Genealogical structure changes as range expansions transition from pushed to pulled.
Proceedings of the National Academy of Sciences of the United States of America
2021; 118 (34)
Range expansions accelerate evolution through multiple mechanisms, including gene surfing and genetic drift. The inference and control of these evolutionary processes ultimately rely on the information contained in genealogical trees. Currently, there are two opposing views on how range expansions shape genealogies. In invasion biology, expansions are typically approximated by a series of population bottlenecks producing genealogies with only pairwise mergers between lineages-a process known as the Kingman coalescent. Conversely, traveling wave models predict a coalescent with multiple mergers, known as the Bolthausen-Sznitman coalescent. Here, we unify these two approaches and show that expansions can generate an entire spectrum of coalescent topologies. Specifically, we show that tree topology is controlled by growth dynamics at the front and exhibits large differences between pulled and pushed expansions. These differences are explained by the fluctuations in the total number of descendants left by the early founders.
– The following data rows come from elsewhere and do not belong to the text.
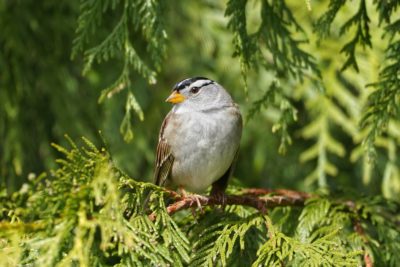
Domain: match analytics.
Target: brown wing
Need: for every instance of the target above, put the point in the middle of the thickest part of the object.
(164, 157)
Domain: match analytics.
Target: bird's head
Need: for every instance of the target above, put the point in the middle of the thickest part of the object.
(199, 93)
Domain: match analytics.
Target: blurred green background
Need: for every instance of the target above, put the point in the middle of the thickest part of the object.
(44, 94)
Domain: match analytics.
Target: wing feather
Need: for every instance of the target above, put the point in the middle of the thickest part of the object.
(164, 157)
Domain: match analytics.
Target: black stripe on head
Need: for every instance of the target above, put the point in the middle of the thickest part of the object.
(182, 84)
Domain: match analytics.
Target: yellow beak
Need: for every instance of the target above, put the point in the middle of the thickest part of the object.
(175, 98)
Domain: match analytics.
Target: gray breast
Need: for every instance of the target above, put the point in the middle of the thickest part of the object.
(204, 145)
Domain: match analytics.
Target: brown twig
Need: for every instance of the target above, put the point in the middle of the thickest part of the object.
(250, 197)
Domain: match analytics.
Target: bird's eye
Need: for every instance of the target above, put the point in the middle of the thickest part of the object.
(194, 90)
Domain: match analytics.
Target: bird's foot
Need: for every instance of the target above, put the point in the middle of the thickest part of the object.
(193, 198)
(219, 197)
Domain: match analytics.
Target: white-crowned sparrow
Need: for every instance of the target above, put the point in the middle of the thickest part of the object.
(199, 138)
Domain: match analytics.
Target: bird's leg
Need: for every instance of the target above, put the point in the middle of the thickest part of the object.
(193, 197)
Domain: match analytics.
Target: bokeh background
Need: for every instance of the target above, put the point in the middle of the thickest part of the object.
(46, 93)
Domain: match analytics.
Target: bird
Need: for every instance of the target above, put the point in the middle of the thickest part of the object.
(199, 138)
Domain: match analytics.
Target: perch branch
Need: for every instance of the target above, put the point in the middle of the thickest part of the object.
(256, 198)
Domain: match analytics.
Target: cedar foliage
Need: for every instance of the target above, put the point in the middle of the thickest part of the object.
(88, 212)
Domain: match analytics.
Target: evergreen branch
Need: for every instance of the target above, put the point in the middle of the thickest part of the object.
(323, 25)
(275, 32)
(362, 35)
(288, 198)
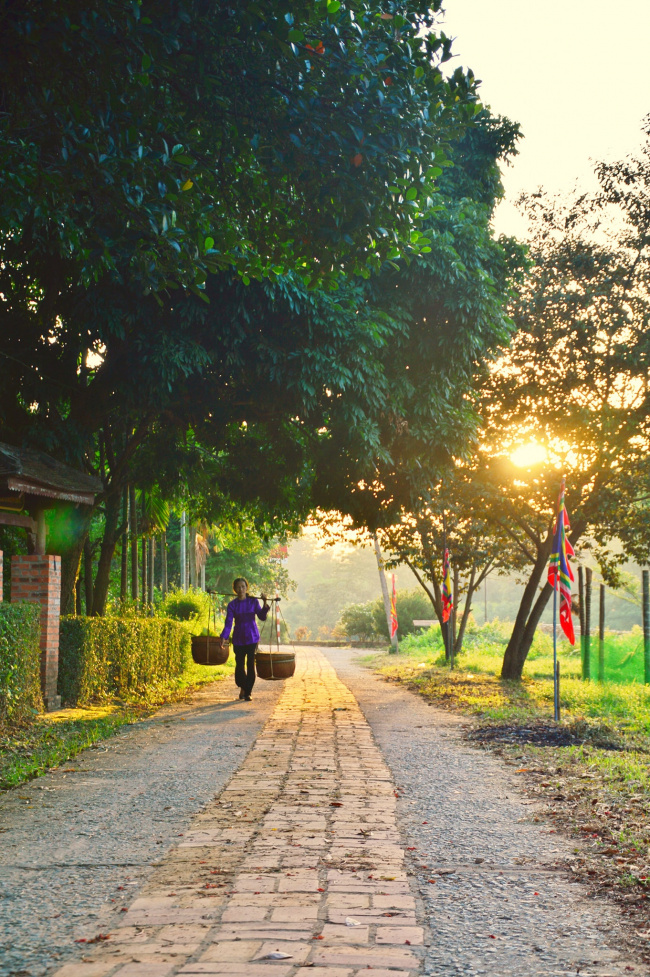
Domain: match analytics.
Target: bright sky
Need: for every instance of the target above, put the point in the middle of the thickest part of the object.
(574, 73)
High growth cooperativity leads to a narrow distribution of reproductive values and the Kingman coalescent. Conversely, low growth cooperativity results in a broad distribution, whose exponent controls the merger sizes in the genealogies. These broad distribution and non-Kingman tree topologies emerge due to the fluctuations in the front shape and position and do not occur in quasi-deterministic simulations. Overall, our results show that range expansions provide a robust mechanism for generating different types of multiple mergers, which could be similar to those observed in populations with strong selection or high fecundity. Thus, caution should be exercised in making inferences about the origin of non-Kingman genealogies.